Many studies have observed the crucial role of vegetated local climate zone (LCZ) types in mitigating the surface urban heat island (SUHI) effect. However, research analyzing the spatial variations in land surface temperature (LST) in a metropolis based on an urban–rural LCZ scheme and exploring the cooling effects of different vegetation types is still lacking. Here, our study focuses on the Guangzhou–Foshan metropolis and aims to elucidate the spatial variations in LST in subtropical cities and the regulating effect of vegetation on LST changes. We used a normalized difference vegetation index (NDVI) and LST data from space-borne MODIS products for the years 2000, 2009, and 2019, as well as LCZ maps, urban–rural gradient data, and land use and land cover (LULC) maps.
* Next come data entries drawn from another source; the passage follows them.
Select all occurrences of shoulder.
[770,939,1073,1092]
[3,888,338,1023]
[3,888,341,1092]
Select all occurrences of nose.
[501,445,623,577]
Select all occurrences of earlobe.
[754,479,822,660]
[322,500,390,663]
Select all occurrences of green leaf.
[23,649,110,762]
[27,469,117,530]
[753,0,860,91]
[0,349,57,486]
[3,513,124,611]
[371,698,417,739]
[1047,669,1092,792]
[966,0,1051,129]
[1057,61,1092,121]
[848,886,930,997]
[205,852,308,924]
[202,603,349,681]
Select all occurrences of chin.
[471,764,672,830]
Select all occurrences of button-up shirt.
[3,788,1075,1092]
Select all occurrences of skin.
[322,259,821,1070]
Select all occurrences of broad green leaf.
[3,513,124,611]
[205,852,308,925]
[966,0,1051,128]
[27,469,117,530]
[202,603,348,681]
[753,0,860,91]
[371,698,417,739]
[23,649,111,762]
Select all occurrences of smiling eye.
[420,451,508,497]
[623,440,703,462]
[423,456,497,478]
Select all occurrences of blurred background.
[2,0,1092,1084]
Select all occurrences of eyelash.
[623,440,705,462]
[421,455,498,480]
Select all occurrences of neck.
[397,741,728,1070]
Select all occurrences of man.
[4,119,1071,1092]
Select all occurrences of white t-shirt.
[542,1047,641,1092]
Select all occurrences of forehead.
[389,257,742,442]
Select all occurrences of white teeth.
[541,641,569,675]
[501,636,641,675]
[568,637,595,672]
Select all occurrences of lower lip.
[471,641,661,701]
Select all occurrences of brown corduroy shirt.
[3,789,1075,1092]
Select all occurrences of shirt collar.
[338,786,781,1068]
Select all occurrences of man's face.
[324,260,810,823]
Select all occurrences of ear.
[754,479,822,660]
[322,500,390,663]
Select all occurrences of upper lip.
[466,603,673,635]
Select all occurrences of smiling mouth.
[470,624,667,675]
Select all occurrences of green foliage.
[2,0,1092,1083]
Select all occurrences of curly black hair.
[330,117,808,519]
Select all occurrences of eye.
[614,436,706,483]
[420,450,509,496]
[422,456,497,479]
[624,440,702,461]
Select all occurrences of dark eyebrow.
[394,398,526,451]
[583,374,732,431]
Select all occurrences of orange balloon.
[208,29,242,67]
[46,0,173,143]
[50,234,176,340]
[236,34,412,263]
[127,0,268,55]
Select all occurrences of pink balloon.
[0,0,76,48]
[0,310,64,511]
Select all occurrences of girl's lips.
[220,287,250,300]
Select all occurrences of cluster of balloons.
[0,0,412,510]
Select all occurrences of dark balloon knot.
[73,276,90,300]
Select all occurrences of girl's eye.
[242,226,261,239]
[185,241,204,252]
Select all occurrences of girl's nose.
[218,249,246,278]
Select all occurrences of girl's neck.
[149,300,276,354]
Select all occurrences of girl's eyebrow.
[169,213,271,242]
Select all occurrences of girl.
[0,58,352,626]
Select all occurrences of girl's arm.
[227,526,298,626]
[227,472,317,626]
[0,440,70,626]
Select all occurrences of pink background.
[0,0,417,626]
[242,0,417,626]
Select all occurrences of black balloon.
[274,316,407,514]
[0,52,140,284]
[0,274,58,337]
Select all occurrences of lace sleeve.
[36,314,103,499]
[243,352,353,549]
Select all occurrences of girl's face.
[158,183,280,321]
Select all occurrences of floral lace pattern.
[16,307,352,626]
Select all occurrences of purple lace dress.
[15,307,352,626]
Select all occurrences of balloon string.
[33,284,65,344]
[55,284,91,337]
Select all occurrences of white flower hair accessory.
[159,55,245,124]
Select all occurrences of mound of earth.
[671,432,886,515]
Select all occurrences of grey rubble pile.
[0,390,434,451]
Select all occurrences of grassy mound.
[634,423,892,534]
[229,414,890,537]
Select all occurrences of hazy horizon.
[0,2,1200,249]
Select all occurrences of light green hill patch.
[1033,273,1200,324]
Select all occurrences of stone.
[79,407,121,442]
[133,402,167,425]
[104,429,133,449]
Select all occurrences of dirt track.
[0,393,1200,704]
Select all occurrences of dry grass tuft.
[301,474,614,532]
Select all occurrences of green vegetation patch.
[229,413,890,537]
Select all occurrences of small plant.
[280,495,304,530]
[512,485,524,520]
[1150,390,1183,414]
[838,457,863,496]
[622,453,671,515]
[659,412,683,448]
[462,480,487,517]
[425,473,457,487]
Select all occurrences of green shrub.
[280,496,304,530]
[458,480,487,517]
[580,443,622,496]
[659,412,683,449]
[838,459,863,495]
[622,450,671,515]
Urban–rural, seasonal, daytime, nighttime, and diurnal comparative analyses were conducted using logarithmic regression, Pearson partial correlation, and comparison analysis. The results showed that LST values for built LCZ types were generally higher than those of land cover LCZ types, showing a positive correlation with building density and height. The LST decreased logarithmically across the urban–rural gradients, with a rapid decrease initially in the near-gradient urban area, followed by a flattening trend in farther-gradient suburban and rural areas. Regarding vegetated LCZ types, the NDVI metrics showed a significant negative correlation with the LST during the daytime but a positive correlation during the nighttime. The cooling effect of vegetated LCZ types was evident, with an average cooling amplitude of 1.92 °C over the three investigated years. In conclusion, urban LST changes are closely associated with LCZ types, urban–rural gradients, NDVI values, and vegetation types. The cooling ability of vegetation exhibited seasonal and diurnal variations, with a special emphasis on the cooling effect of dense evergreen broadleaf forests. Our findings offer valuable insights and can guide urban ecological construction and management by comprehensively assessing the impact of vegetation on urban surface temperatures.